Die beklagte Familienkasse hob die Kindergeldfestsetzung im April 2007 für den Zeitraum Juli 2003 bis September 2005 nach § 70 Abs. 2 EStG auf und forderte überzahltes Kindergeld von der Klägerin zurück. Das außergerichtliche Rechtsbehelfsverfahren blieb ohne Erfolg.

Das FG wies die hiergegen gerichtete Klage ab.
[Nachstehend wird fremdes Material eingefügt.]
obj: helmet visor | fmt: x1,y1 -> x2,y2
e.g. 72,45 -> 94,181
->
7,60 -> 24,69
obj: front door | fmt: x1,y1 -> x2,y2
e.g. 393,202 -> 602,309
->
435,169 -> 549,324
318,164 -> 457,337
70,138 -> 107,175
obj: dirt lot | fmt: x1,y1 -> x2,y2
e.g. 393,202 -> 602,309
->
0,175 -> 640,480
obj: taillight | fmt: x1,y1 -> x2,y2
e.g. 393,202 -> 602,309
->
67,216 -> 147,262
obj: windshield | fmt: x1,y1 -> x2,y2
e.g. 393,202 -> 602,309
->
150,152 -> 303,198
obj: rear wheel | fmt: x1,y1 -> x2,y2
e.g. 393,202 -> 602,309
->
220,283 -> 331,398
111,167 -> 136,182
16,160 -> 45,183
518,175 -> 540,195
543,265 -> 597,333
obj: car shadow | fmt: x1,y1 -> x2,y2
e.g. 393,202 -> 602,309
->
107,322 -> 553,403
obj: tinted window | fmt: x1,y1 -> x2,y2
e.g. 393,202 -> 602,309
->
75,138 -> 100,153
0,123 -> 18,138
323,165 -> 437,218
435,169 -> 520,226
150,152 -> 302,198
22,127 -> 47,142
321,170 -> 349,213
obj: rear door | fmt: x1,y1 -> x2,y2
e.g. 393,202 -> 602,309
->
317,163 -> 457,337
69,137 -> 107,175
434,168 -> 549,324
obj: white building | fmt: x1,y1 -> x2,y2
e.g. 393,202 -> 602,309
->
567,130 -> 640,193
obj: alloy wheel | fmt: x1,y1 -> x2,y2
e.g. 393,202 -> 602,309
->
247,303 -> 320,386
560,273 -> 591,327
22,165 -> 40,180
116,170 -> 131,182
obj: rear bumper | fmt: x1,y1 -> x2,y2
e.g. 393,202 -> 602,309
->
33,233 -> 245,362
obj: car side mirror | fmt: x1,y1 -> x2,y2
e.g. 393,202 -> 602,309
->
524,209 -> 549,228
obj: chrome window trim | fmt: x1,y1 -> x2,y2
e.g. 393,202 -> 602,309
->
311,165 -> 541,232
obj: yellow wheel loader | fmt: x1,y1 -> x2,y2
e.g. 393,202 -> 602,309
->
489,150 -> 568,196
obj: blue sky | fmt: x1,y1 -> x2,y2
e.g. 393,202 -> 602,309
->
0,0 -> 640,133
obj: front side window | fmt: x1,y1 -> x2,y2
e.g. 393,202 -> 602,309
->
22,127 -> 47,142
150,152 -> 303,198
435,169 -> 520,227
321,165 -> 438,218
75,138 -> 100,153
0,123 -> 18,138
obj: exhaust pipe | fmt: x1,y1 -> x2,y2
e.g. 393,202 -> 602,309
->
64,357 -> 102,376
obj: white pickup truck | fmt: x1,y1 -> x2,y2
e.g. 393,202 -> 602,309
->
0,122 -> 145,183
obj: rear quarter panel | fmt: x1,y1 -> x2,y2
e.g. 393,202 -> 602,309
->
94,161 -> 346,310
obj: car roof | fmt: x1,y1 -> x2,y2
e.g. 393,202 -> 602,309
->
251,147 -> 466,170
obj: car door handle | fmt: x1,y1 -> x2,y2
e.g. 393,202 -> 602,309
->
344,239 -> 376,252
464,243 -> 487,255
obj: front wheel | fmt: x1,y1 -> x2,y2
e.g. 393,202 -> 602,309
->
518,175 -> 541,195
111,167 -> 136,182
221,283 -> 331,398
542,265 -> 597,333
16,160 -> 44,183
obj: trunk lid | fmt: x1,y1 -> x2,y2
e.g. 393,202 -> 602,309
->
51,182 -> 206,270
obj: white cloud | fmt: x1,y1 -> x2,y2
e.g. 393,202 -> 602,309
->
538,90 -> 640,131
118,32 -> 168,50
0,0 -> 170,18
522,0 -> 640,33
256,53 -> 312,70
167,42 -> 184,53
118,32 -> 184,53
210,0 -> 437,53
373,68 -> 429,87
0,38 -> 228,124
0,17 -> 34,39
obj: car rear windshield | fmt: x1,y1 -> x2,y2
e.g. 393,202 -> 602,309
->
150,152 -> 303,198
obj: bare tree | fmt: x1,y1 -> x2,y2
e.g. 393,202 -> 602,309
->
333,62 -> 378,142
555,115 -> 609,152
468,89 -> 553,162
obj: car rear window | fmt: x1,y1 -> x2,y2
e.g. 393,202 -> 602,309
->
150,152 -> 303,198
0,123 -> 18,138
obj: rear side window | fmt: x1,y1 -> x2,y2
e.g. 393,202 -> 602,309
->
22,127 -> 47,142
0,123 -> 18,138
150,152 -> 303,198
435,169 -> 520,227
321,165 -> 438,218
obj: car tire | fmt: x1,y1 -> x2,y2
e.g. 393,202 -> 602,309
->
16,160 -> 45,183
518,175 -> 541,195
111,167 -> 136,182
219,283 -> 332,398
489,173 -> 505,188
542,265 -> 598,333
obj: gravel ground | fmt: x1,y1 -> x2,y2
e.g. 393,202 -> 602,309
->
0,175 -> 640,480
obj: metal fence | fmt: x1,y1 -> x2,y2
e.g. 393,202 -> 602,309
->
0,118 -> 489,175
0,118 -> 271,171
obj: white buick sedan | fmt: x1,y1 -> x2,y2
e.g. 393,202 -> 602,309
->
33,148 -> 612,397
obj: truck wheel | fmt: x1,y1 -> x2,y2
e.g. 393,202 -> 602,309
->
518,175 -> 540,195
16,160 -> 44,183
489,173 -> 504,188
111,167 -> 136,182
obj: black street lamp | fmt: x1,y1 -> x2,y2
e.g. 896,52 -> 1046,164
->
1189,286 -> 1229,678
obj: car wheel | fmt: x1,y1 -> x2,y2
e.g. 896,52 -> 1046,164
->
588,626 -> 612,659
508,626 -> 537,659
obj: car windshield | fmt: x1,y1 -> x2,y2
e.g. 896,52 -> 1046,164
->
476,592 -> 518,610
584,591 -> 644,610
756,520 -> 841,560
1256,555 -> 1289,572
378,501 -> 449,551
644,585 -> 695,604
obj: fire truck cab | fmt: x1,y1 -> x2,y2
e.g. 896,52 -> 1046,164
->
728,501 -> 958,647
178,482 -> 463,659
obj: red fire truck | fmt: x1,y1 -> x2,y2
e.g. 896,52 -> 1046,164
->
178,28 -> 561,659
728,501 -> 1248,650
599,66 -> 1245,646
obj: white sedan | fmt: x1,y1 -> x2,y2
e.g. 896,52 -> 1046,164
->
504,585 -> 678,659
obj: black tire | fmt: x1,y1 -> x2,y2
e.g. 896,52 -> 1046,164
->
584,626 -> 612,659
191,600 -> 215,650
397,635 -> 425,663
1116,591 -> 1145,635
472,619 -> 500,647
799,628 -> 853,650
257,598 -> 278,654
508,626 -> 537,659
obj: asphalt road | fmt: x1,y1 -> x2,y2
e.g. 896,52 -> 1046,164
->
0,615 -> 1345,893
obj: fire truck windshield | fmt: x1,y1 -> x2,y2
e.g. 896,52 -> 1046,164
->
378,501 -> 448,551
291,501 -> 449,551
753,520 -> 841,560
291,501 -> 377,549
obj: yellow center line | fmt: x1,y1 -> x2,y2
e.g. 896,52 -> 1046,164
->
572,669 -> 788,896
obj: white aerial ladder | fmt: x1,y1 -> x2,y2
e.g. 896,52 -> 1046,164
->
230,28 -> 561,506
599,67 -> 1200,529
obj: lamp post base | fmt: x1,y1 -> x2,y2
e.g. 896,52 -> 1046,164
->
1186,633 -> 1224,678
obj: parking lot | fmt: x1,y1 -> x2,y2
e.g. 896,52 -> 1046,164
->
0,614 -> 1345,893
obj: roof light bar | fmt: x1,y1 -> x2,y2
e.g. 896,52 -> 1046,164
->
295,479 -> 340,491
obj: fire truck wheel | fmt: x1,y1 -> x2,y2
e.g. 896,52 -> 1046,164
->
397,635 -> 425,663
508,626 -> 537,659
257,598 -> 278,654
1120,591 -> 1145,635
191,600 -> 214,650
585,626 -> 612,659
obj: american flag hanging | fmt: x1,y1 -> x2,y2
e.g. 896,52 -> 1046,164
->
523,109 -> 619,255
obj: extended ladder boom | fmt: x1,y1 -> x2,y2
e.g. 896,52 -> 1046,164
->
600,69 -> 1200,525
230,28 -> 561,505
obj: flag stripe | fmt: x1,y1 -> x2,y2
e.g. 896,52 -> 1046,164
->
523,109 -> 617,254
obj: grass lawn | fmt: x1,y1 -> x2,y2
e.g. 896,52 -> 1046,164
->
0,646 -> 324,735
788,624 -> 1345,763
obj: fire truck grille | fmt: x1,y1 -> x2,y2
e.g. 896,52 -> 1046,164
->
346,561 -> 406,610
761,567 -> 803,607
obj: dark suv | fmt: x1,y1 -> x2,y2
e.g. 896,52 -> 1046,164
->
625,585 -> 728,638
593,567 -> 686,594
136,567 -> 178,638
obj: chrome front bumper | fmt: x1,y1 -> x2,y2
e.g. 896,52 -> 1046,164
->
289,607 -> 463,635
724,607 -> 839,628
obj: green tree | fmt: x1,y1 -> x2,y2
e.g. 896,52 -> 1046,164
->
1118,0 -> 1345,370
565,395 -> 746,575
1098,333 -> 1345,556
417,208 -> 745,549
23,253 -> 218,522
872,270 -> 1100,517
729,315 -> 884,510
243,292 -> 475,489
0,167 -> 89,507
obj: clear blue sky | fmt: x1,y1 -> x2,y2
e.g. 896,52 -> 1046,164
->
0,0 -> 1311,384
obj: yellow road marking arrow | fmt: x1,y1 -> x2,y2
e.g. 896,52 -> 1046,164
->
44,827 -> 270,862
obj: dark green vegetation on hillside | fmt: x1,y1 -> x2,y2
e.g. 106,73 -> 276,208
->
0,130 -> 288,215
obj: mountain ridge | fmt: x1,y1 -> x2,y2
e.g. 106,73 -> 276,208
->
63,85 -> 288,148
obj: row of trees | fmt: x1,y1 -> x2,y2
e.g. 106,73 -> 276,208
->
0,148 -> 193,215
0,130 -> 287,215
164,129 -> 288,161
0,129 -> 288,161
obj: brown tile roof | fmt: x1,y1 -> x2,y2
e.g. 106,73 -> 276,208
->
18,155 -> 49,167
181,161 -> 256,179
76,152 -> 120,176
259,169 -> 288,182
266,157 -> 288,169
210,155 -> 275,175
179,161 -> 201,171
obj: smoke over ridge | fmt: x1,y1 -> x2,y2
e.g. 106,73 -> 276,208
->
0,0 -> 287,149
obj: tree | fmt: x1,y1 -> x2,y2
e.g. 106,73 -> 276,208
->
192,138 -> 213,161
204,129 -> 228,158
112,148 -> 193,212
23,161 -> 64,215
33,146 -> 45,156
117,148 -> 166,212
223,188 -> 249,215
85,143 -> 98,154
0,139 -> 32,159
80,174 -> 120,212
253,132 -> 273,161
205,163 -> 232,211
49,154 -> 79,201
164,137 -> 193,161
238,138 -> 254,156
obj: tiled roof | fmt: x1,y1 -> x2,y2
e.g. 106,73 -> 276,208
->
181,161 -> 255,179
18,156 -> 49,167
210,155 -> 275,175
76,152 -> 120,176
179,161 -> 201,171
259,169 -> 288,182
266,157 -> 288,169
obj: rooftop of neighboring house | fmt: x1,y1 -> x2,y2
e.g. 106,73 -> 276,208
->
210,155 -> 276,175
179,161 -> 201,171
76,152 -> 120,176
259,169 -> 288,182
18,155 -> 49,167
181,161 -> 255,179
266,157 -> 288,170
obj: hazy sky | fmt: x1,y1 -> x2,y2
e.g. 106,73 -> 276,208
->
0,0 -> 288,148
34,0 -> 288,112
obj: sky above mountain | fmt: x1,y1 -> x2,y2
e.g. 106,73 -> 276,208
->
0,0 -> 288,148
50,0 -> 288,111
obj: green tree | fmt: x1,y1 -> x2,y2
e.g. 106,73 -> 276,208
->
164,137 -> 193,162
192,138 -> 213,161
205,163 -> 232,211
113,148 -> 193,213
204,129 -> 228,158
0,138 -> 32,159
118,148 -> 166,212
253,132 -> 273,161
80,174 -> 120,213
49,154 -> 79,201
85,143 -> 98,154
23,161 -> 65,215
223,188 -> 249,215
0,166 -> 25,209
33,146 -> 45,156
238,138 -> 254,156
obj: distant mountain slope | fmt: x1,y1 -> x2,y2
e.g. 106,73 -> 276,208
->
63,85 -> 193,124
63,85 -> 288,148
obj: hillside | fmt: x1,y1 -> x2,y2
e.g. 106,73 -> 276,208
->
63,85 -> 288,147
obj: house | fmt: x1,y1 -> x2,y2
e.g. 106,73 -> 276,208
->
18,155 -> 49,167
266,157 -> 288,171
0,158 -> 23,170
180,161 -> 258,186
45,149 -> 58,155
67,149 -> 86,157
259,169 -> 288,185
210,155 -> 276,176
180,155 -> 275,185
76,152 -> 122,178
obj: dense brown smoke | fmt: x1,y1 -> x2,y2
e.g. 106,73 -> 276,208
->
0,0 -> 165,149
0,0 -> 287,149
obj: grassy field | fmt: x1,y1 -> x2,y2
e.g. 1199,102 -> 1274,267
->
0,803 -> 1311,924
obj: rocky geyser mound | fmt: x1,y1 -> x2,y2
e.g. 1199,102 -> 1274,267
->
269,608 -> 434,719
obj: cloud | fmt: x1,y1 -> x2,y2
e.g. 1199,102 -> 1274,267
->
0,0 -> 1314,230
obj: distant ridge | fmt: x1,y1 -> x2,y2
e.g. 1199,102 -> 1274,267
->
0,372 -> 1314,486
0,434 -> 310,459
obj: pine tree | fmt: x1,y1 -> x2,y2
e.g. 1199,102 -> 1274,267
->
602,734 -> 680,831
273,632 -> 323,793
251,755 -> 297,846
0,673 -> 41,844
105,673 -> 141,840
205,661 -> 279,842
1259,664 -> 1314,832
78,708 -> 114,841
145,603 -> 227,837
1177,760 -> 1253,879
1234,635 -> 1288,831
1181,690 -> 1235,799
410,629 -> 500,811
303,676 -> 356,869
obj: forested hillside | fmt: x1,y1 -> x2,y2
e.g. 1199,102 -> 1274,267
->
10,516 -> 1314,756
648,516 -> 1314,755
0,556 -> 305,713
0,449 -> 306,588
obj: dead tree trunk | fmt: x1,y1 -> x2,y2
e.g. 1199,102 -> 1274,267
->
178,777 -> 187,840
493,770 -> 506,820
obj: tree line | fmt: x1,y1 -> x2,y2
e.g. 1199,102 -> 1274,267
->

Die Revision der Klägerin hatte vor dem BFH keinen Erfolg.

Die Gründe:
Das FG hat zu Recht entschieden, dass die Klägerin in der Zeit von Juli 2003 bis September 2005 für ihren Sohn keinen Anspruch auf Kindergeld hat.

Der Wortlaut des § 32 Abs. 4 S. 1 Nr. 2 Buchst. a EStG ("ausgebildet wird") stellt nach der Rechtsprechung des BFH nicht auf das formale Weiterbestehen eines Ausbildungsverhältnisses ab, sondern darauf, dass auf die Ausbildung gerichtete Maßnahmen tatsächlich durchgeführt werden. Entscheidend ist nicht, ob das Ausbildungsverhältnis vorläufig beendet ist oder ob es zwar bestehen bleibt, aber infolge Beurlaubung die Rechte und Pflichten ruhen. Denn es tritt grundsätzlich eine Unterbrechung der Ausbildung ein, sobald es an Maßnahmen fehlt, die geeignet sind, dem Erwerb von Kenntnissen, Fähigkeiten und Erfahrungen im Hinblick auf die Ausübung des angestrebten Berufs zu dienen.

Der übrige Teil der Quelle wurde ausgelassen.